SS-MIL enables researchers to benefit from a dataset where no label information is available. Its innovation lies 1) in the subtly of histopathology that neighboring tissue structures are likely to represent relatively the same (or very similar) clinical information and thus should be represented similarly as embeddings and 2) in the unsupervised nature of the proposed model. As the learned WSI embeddings have general applicability to many machine learning tasks (classification and regression), many other applications can benefit from these results.

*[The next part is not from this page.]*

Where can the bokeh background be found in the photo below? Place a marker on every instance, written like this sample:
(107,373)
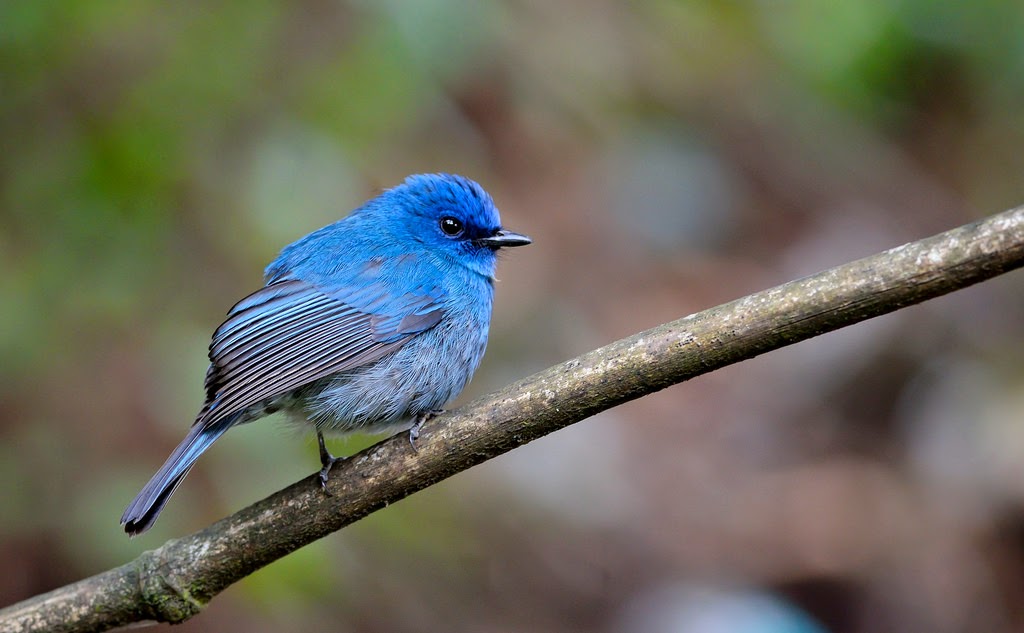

The lack of the need for labels opens several opportunities for research that are simply not possible with existing methods. SS-MIL allows for datasets to be combined even though they may have different kinds of slide-level labels or if no slide-level labels exist for a particular data source (i.e., missing data). For example, the TUPAC16 dataset could be combined with the TCGA-BRCA (breast invasive carcinoma). Our proposed model could be trained on TCGA-BRCA and then either frozen or fine-tuned on TUPAC16, or visa-versa. Furthermore, SS-MIL could be trained on both TCGA-BRCA and TUPAC16 and then frozen or fine-tuned on a smaller, external dataset. The benefit SS-MIL derives from combining different datasets to learn slide-level representation is impossible with existing methods. It is not just publicly available datasets that could theoretically be combined, and benefit derived from. Hospitals and clinical trials have large swaths of WSIs which are easily accessible, but their slide-level labels are either prohibitively difficult to obtain, irrelevant to the problem of interest, or non-existent.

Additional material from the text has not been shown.